I have selected the best answer according to my requirements, and as black friday/cyber monday deals have started popping up, I'll slowly start ordering items, and with the remaining budget in the end, will either go with 5700XT/2070S/2080Ti according to the price. :)
Rest all of the specs in the chosen best answer are best for my tasks.
 
Hey @Hellfire13, @jeremyj_83 @King Dranzer, I have started to order parts now, and one thing struck me was that all the motherboards suggested here are performing really poor in the thermal department: View: https://www.reddit.com/r/Amd/comments/czjaja/hardware_unboxed_budget_x570_vrm_thermal/eyyo3ju/


MSI x570-a is like one of the worst in this regard. Any good budget suggestions then for the MB?
Those reviews vary with different reviewers. For exp...

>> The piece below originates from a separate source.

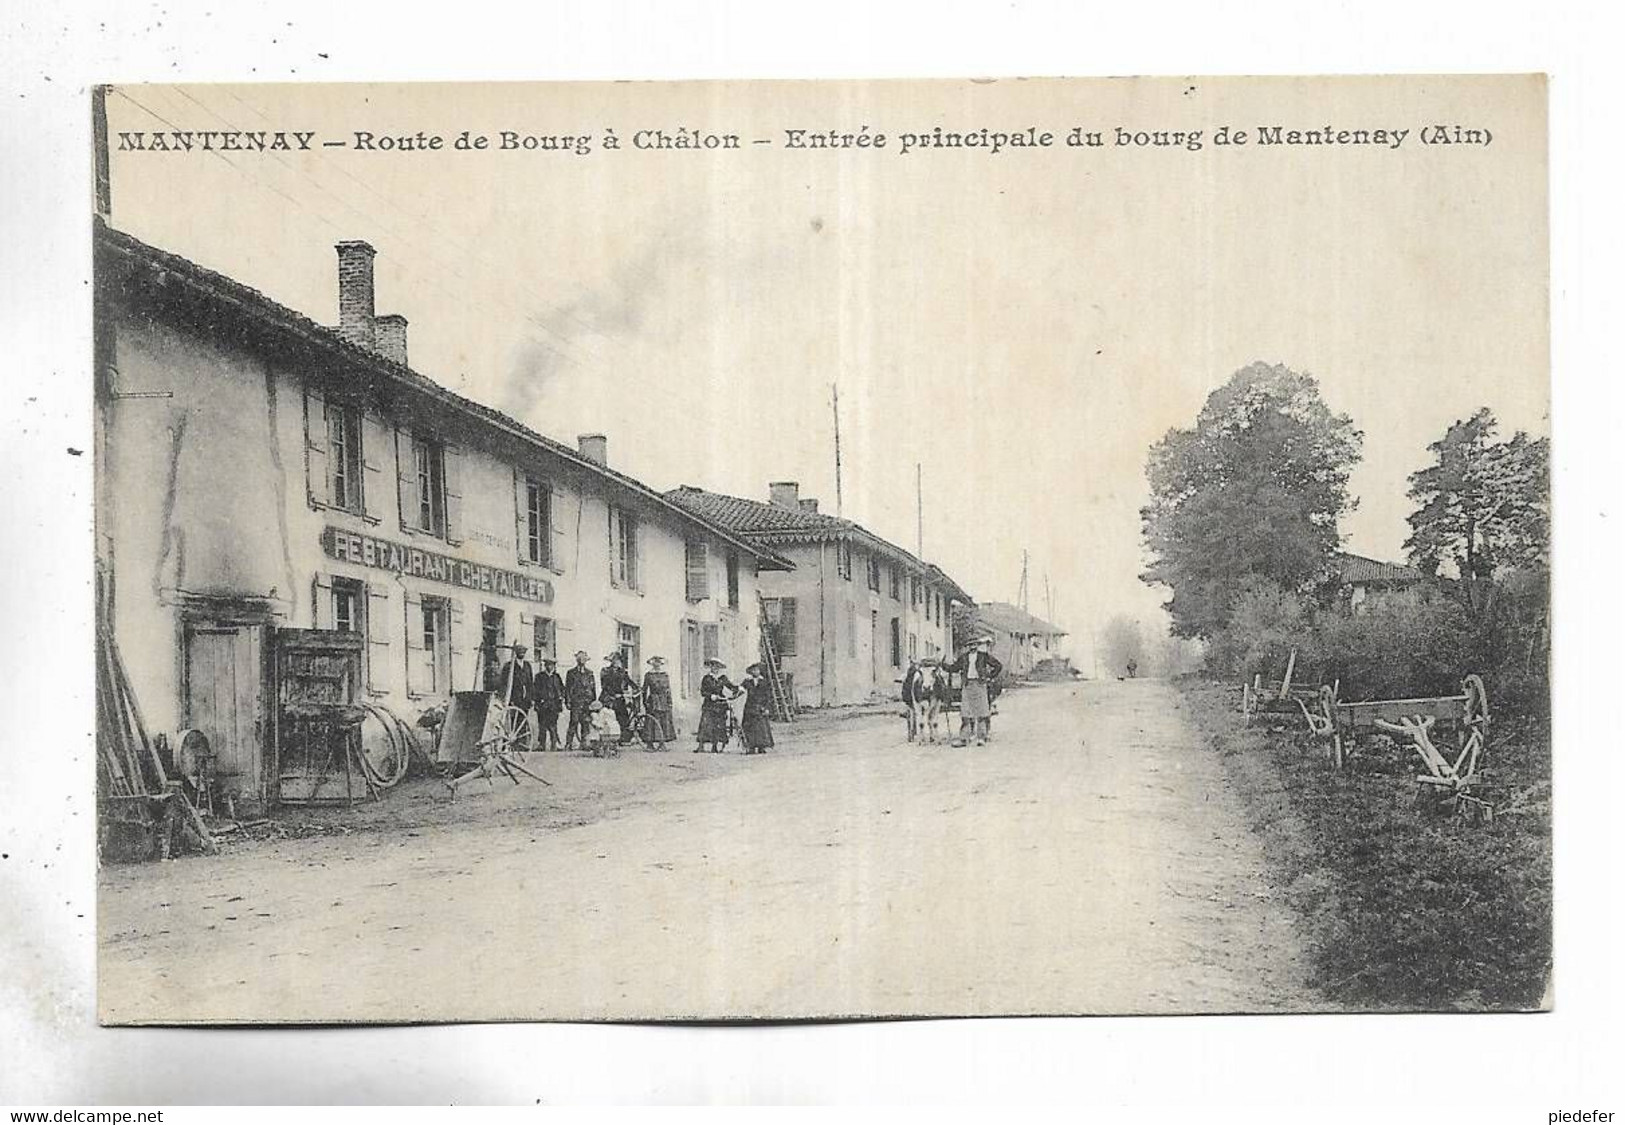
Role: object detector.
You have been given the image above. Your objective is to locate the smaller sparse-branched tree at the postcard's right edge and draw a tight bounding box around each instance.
[1406,406,1550,579]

"If you're happy with a stock speed CPU and just want to get on the PCIe 4.0 bandwagon, then the MSI X570-A Pro has everything you need to build a decent X570 system, and you don't need to worry about its chipset fan being too noisy or whiny either."
https://bit-tech.net/reviews/tech/motherboards/msi-x570-a-pro-review/9/
It will do the job if you are not overclocking the CPU. But if you want to be safer and/or thinking about OC, you can go for one of these...
https://premiumbuilds.com/motherboards/best-motherboards-for-ryzen-9-3900x/
 
Hey @Hellfire13, @jeremyj_83 @King Dranzer, I have started to order parts now, and one thing struck me was that all the motherboards suggested here are performing really poor in the thermal department: View: https://www.reddit.com/r/Amd/comments/czjaja/hardware_unboxed_budget_x570_vrm_thermal/eyyo3ju/


MSI x570-a is like one of the worst in this regard. Any good budget suggestions then for the MB?
Lot many reviews like that should be only considered relevant when one is set on pushing the system to limit squeezing every small drop of performance out of it. For general usage even with regular OC for 99% of consumers that becomes irrelevant. You wont be pushing that high limit of current through board unless you plan on going for full-custom loop, in which case you will be spending very high on the rig and most of the recommended hardware by me, Hellfire13 or jeremyj_83 will change accordingly.